Nukatsuka M, Fujioka A, Saito H, Uchida J, Takeda S, Unemi N
Anticancer and Antimicrobial Research Lab, Taiho Pharmaceutical Co., Ltd., Japan.
Gan To Kagaku Ryoho. 1996 Jun;23(7):887-92.
We examined the activity of UFT, ADM and MMC, which are used for colon tumors, in terms of their prolongation of the survival period, growth inhibition of the primary tumor and improvement of cachexia in murine cancer cachexia model. The mean survival period of Colon 26, mouse adenocarcinoma bearing mice was 25.0 +/- 4.9 days. The maximal ILS value of the UFT administered group was 103.2%, against 7.2 and 26.0%, respectively, ADM and MMC maximal ILS value. For therapeutic activity of hypercalcemia, UFT was superior to other drugs, although all drugs showed equivalent tumor growth inhibitory activity. These findings indicate that UFT can prolong the survival period due to improvement of cancer cachexia. Therefore, we measured plasma interleukin-6 (IL-6) and found that UFT-administration lowered the plasma IL-6 level more than other drugs. Moreover, the prostaglandin E2 (PGE2) level in the tumor was significantly decreased only by UFT-administration. Since PGE2 has been shown to enhance IL-6 production from Colon 26 in vitro, it was speculated that UFT improve cachexia and prolongs life by decreased IL-6 resulting from decreased PGE2.

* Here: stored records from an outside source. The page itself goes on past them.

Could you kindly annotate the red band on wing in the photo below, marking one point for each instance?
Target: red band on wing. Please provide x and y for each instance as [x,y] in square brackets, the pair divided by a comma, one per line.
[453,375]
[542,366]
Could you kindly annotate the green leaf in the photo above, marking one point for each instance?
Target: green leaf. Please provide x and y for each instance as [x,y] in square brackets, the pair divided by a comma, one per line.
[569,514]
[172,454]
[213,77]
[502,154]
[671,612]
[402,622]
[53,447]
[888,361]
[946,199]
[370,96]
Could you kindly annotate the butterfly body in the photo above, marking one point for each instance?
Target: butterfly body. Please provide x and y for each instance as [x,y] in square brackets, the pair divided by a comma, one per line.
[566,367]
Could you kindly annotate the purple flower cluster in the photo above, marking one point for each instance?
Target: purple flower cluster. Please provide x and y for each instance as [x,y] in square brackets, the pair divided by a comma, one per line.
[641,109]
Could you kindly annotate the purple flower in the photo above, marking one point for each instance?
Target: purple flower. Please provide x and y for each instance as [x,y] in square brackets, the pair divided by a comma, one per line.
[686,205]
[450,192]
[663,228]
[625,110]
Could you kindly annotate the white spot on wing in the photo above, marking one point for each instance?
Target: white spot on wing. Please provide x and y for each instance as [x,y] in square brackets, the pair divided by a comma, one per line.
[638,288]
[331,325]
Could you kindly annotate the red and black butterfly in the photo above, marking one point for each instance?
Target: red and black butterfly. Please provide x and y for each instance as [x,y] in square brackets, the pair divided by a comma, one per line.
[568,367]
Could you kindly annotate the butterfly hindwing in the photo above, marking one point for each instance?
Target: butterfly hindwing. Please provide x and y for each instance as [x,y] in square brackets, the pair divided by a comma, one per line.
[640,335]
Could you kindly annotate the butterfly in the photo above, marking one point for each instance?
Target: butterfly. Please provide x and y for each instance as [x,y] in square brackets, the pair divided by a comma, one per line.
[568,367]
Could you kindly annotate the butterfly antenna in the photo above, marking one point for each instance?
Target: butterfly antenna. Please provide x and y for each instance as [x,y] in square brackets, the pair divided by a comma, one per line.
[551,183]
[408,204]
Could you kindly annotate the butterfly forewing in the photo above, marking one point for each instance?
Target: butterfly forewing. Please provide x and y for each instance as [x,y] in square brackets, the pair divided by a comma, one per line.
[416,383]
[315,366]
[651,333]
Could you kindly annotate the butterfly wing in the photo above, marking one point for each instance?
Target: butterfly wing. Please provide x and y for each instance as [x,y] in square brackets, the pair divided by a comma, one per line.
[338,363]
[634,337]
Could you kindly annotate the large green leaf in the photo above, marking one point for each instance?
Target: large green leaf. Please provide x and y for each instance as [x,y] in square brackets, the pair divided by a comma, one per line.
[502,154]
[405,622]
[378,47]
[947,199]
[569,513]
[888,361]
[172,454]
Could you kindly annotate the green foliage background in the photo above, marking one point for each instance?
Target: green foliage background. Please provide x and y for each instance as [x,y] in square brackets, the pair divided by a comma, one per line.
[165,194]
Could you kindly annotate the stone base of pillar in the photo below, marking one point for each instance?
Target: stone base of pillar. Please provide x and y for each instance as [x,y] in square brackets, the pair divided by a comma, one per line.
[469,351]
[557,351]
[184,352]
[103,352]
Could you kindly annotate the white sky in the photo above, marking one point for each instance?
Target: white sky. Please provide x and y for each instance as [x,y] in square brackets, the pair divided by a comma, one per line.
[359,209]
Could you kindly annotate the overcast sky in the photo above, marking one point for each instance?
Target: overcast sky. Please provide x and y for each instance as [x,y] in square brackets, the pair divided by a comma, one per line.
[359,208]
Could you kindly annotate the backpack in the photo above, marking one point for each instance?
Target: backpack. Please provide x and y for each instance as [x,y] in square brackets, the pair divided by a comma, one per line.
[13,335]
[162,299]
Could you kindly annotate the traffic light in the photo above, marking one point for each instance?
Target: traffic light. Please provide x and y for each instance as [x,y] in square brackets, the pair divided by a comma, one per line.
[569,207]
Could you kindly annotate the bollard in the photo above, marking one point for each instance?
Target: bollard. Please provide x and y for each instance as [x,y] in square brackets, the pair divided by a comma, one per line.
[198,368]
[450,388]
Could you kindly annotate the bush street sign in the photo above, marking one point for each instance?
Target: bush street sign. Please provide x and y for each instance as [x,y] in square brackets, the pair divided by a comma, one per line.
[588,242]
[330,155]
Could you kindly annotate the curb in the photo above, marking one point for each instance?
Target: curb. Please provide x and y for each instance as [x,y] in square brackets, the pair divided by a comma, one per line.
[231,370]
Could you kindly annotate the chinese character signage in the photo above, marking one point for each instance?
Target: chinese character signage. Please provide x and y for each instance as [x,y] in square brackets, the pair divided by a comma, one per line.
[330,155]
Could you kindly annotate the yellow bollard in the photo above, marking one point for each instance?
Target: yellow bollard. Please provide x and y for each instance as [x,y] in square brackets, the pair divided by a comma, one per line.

我们在小鼠癌性恶病质模型中,就优福定(UFT)、阿霉素(ADM)和丝裂霉素(MMC)对生存期的延长、原发肿瘤生长的抑制以及恶病质的改善情况,对这些用于结肠癌治疗的药物活性进行了研究。荷Colon 26小鼠腺癌的小鼠的平均生存期为25.0±4.9天。优福定给药组的最大生命延长率(ILS)值为103.2%,而阿霉素和丝裂霉素的最大ILS值分别为7.2%和26.0%。就高钙血症的治疗活性而言,优福定优于其他药物,尽管所有药物的肿瘤生长抑制活性相当。这些发现表明,优福定可通过改善癌性恶病质来延长生存期。因此,我们检测了血浆白细胞介素-6(IL-6),发现给予优福定比其他药物更能降低血浆IL-6水平。此外,仅给予优福定可使肿瘤中的前列腺素E2(PGE2)水平显著降低。由于体外实验已表明PGE2可增强Colon 26产生IL-6,因此推测优福定通过降低PGE2从而降低IL-6来改善恶病质并延长生命。